Framatome a annoncé ses résultats financiers pour 2025, avec de nouvelles commandes atteignant 5,924 milliards d'euros et un chiffre d'affaires de 5,399 milliards d'euros, soit une croissance organique de 15,5 %. L'EBITDA s'est établi à 665 millions d'euros, en hausse de 6,7 %. Cette croissance est principalement portée par les projets EPR en France et au Royaume-Uni, l'augmentation des livraisons de combustible, les activités d'Instrumentation & Contrôle et les services en Amérique du Nord.
Framatome a remporté des succès commerciaux sur le projet EPR de Sizewell C, incluant des extensions de contrat, des systèmes de sécurité et des contrats de services pour des centrales nucléaires américaines. L'entreprise a investi dans des outils industriels et des acquisitions pour renforcer le contrôle de sa chaîne d'approvisionnement, générant un flux de trésorerie opérationnel de 49 millions d'euros. Les projets respectent les engagements, les délais de livraison sont optimisés, un plan de maîtrise des coûts est exécuté et la production répond aux exigences des clients.
L'unité d'affaires Base Installée a réalisé le remplacement de grands composants en Amérique du Nord et en Afrique du Sud, ainsi que le remplacement d'un générateur de vapeur sur l'unité 2 de Flamanville en France. Les services de maintenance en Amérique du Nord sont en croissance dans un contexte concurrentiel intense. Framatome a acquis les participations restantes de la société slovaque d'inspection non destructive Reaktortest.
L'unité d'affaires Instrumentation & Contrôle a enregistré une croissance en France, au Royaume-Uni et en Europe centrale, tirée par des projets de construction neuve et de modernisation, dont Sizewell C EPR. En partenariat avec Arabelle Solutions pour le contrôle des turbines, l'activité a ajouté une ligne de cybersécurité, avec des filiales incluant Allentis, Cyberwatch et Foxguard.

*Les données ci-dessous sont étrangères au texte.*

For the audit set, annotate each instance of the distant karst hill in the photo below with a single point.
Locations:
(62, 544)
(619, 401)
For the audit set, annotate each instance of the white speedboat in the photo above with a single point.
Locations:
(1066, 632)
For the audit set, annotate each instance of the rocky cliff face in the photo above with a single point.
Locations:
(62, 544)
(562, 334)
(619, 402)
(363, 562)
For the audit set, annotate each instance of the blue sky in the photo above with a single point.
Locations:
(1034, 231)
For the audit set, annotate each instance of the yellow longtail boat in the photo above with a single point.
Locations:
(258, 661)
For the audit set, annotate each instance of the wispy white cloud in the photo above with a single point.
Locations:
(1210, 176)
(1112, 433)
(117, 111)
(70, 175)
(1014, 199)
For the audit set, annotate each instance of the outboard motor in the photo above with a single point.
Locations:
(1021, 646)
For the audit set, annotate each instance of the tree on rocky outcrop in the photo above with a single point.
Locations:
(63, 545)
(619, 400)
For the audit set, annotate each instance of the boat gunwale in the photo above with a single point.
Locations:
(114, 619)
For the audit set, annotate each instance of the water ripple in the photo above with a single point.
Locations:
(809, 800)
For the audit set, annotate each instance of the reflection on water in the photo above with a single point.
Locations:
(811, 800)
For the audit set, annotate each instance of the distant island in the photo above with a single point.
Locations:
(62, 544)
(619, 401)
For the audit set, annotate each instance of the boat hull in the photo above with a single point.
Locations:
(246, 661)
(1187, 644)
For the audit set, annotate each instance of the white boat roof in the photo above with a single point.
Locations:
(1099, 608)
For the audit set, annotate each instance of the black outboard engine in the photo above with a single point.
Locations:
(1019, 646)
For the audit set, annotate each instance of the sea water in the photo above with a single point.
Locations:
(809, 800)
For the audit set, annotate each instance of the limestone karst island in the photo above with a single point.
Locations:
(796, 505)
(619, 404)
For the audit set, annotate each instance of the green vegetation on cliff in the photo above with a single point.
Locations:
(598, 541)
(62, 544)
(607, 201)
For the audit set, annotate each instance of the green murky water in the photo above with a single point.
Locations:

L'unité d'affaires Projets & Composants a ajouté une ligne de vannes, renforçant le contrôle de la chaîne d'approvisionnement via l'acquisition de Valserve et Segault. L'unité d'affaires Combustible a signé d'importants contrats en Europe, augmenté sa part en Amérique du Nord. Les premiers assemblages de combustible destinés à la centrale nucléaire de Barakah aux Émirats Arabes Unis ont été fabriqués dans une usine américaine, et une usine française a lancé le développement de combustible TRISO.
Les investissements en France accélèrent le programme EPR2, concernant la fabrication et l'assemblage d'équipements, et la modernisation de la chaîne d'approvisionnement en combustible. Les activités de l'unité Projets & Composants se poursuivent. Les tests de l'EPR de Flamanville 3 ont atteint 100 % de puissance, l'installation des principaux composants de l'unité 1 de la centrale de Hinkley Point C est terminée, la fabrication des composants pour le projet Sizewell C est en cours, et le programme EPR2 progresse selon ses jalons.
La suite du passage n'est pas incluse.